Periodic Reporting for period 4 - IMMUNE CELL SWARMS (Innate Immune Cell Swarms: Integrating and Adapting Single Cell and Population Dynamics in Inflamed and Infected Tissues)
Période du rapport: 2021-08-01 au 2022-01-31
In this project we investigated the mechanisms that stop neutrophil swarming in mammalian tissues. The stop signals may be derived from cells of the surrounding inflammatory environment or from neutrophils themselves. We hypothesized that the attractants released by neutrophils may become highly concentrated at sites where these cells cluster in larger numbers. It is well established that high chemoattractant concentrations can attenuate cellular responses by a process termed GPCR desensitization. We hypothesized a self-limiting mechanism for swarming: The local accumulation of the same neutrophil-expressed attractants that amplify swarming during early stages would cause desensitization of their respective GPCRs at later stages of neutrophil clustering. This led us to investigate the role of GPCR desensitization in neutrophil tissue navigation and host defense.

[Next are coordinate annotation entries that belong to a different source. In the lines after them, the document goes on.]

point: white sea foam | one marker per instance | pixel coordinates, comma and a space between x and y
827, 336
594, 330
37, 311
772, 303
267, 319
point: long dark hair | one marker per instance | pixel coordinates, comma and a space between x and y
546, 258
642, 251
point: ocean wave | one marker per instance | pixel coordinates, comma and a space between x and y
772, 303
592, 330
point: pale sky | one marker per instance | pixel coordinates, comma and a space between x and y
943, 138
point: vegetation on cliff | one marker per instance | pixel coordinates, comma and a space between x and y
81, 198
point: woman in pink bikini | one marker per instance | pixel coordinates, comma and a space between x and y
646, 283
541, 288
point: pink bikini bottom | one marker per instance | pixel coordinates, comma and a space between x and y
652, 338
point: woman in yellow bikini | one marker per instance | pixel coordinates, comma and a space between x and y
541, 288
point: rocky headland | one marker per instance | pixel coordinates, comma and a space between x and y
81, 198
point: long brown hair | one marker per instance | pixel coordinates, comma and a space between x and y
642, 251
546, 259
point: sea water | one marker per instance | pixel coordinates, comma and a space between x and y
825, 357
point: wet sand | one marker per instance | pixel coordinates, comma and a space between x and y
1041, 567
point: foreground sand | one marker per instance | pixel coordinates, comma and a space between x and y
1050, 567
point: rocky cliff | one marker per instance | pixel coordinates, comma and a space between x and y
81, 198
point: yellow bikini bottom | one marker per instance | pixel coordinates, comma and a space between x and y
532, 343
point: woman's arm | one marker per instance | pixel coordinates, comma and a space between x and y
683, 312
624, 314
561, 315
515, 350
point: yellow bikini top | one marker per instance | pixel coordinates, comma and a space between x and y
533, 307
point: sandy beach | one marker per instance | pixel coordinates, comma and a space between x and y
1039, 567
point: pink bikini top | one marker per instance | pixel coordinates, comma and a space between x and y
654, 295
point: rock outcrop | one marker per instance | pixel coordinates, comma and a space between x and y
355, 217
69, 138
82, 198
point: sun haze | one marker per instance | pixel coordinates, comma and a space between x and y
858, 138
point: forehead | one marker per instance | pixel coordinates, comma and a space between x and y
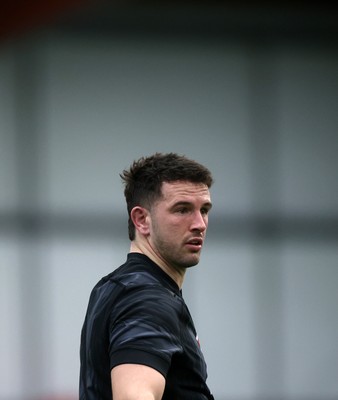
184, 190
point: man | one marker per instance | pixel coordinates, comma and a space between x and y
138, 340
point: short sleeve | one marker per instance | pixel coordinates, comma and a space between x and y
144, 328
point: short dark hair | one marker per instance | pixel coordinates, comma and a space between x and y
143, 180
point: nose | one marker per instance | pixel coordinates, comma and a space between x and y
199, 222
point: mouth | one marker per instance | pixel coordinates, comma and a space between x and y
195, 244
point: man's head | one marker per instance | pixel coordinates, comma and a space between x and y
145, 177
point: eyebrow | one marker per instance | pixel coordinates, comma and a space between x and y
188, 203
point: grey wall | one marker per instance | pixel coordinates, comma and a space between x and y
77, 110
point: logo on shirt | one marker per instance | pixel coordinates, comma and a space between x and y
198, 341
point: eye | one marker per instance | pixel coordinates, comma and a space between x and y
182, 210
204, 211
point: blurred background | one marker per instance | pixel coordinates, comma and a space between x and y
250, 89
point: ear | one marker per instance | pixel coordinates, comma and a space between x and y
139, 216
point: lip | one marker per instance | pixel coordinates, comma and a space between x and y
195, 243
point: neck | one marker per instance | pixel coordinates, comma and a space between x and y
176, 274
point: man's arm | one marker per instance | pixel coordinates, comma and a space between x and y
135, 381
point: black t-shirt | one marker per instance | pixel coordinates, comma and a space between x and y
137, 315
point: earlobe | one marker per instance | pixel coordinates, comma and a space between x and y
139, 216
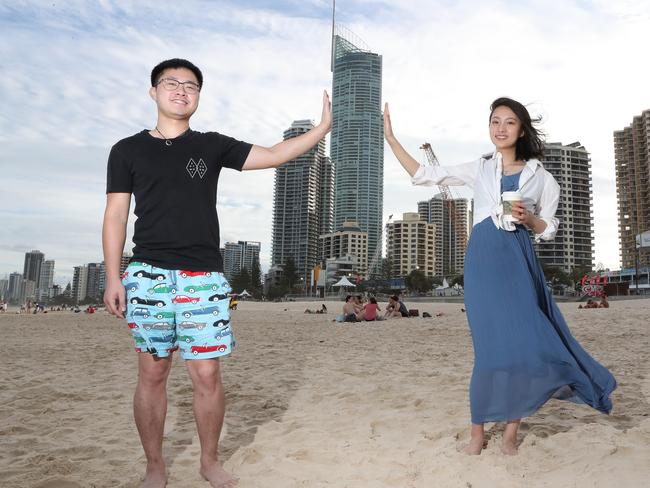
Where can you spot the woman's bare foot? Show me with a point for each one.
(156, 477)
(474, 447)
(217, 476)
(509, 444)
(509, 447)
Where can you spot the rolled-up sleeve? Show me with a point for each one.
(547, 207)
(456, 175)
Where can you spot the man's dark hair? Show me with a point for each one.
(172, 64)
(530, 145)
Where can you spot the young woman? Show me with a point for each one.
(524, 353)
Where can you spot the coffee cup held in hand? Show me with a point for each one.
(508, 198)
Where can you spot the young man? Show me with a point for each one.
(175, 295)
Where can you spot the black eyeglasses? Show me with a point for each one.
(170, 84)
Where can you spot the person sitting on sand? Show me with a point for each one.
(321, 310)
(350, 309)
(396, 308)
(603, 302)
(369, 311)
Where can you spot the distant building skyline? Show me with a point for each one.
(453, 228)
(349, 240)
(239, 255)
(411, 243)
(32, 266)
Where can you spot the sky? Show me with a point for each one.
(75, 76)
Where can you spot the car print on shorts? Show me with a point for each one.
(194, 288)
(157, 326)
(201, 349)
(146, 301)
(133, 286)
(161, 339)
(186, 299)
(185, 273)
(201, 311)
(163, 288)
(141, 273)
(223, 333)
(217, 297)
(141, 312)
(164, 315)
(192, 325)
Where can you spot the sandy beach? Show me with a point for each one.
(312, 403)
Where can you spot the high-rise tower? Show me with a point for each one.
(301, 205)
(632, 154)
(32, 268)
(357, 139)
(573, 245)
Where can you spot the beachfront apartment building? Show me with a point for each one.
(32, 267)
(302, 205)
(573, 245)
(453, 221)
(95, 280)
(46, 281)
(349, 240)
(632, 163)
(411, 245)
(79, 283)
(239, 255)
(357, 137)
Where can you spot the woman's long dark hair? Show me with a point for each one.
(531, 144)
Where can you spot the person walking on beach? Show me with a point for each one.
(176, 295)
(524, 353)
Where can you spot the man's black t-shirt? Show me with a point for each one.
(175, 189)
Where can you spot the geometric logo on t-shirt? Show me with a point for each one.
(193, 168)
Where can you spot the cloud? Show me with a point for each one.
(77, 77)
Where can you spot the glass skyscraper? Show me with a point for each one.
(357, 139)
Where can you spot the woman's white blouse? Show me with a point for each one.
(539, 189)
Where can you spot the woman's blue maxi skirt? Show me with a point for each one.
(524, 351)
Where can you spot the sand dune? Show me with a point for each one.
(312, 403)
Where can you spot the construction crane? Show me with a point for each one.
(461, 233)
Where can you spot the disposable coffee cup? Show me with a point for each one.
(507, 198)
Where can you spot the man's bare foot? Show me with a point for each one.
(509, 447)
(217, 476)
(156, 477)
(474, 447)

Our results describe a cell-intrinsic stop mechanism for the self-organization of neutrophil collectives in infected tissues, which is based on sensing the local accumulation of the same cell-secreted attractants that amplify swarming during early stages. GPCR desensitization acts as a negative feedback control mechanism to stop neutrophil migration in swarm aggregates. A protein called G-protein receptor coupled kinase 2 (GRK2) critically controls GPCR desensitization during neutrophil swarming. This navigation mechanism allows neutrophils to self-limit their dynamics within forming swarms and ensures optimal elimination of bacteria. However, this response is not a general mechanism used by all immune cells, as we find other roles of GRK proteins in other immune cell subsets.
Moreover, we also explored the functional role of GRK-controlled GPCR desensitization in immune cells other than neutrophils. We considered this process as a general mechanism that might influence the dynamics of other immune cells in a similar manner to neutrophils. However, we made the unexpected finding that GRK-deficient dendritic cells, T cells and B cells have completely different phenotypes than GRK-deficient neutrophils, and we further delineated distinct functional roles of GRKs in specific immune cell subsets. A research manuscript is currently prepared for the presentation of these findings. Lastly, in our efforts to develop an integrated view of how different immune cell populations influence neutrophil swarming, we made the unexpected observation that mast cells, a tissue-resident myeloid immune cell type, can influence swarming neutrophils. We could identify the signals that mast cells release to initiate the formation of neutrophil swarms. These unexpected findings shed a new light on the role of neutrophils and mast cells during allergic reactions. A research manuscript is currently prepared for the presentation of these findings.